Dr Łuszczek and Dr Krzesińska measured their mass content of copper, i.e. the percentage of this element in the chondrites under study. In this way, they determined that asteroids S contain from 70 to 100 ppm (i.e. parts per million) of copper. It occurs most often in metallic grains in various phases of the iron-nickel alloy – that is, as an admixture. This means that its extraction would require the chemical dissolution of the grains to obtain copper itself,  which, especially in space conditions, would definitely increase costs and involve processes that are harmful to the local environment. However, the researchers have shown that there is a much better alternative.

– Much higher concentrations of copper are found in so-called shock darkened zones, i.e. the planetoid zones darkened as a result of a shock – says Dr Łuszczek. – It’s a source of native copper, a mineral rarely found on Earth that consists of almost pure copper. Its obtainment would only consist in mechanical processing.

As Dr Łuszczek explains, "darkened zones" are formed after collisions of planetoids when a shock wave passes through them. The energy (i.e. heat) released then causes the minerals in the asteroid to melt, as a result of which only pure copper remains. – Our research indicates that such a "shocked" asteroid can contain from 20 to 50% of copper in this form – stresses the scientist.

This discovery is all the more important because asteroids with “darkened zones” are not uncommon. On the contrary, they make up a large group among asteroids close to Earth.
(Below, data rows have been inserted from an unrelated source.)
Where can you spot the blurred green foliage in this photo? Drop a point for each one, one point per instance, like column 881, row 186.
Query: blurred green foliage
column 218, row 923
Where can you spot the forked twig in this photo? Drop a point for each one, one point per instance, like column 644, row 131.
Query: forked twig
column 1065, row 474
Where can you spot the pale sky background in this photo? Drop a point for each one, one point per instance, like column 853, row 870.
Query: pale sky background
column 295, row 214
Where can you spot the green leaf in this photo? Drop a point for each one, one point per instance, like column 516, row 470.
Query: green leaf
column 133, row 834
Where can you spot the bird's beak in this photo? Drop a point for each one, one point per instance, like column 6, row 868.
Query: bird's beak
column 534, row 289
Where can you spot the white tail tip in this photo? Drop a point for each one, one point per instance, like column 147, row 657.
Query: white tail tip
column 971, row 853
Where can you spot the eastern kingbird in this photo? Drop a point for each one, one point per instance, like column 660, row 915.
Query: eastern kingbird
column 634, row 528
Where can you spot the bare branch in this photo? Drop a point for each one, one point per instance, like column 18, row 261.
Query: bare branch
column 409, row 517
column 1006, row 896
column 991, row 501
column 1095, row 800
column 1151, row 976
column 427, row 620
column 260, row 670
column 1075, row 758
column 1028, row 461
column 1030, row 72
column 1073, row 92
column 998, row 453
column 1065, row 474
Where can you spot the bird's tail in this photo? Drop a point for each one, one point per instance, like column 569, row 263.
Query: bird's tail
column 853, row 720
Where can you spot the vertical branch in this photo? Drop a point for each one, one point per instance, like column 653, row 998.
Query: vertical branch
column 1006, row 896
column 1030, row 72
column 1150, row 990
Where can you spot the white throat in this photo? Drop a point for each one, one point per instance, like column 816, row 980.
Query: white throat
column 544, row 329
– Our calculations show that the asteroid (6) Hebe alone, the sixth discovered asteroid from the asteroid belt, considered to be the parent body of the H type chondrites, has a copper resource that would probably satisfy our needs for thousands of years.  It has a diameter of 190 km and contains 1.39 x 1012 tonnes of copper, which means that only a two-centimetre thick outer layer of this asteroid contains as much copper as the earth's resources we know today. Of course, how to make the extraction of raw materials from outer space profitable is still problematic. We hope that our research will be one step towards solving this issue.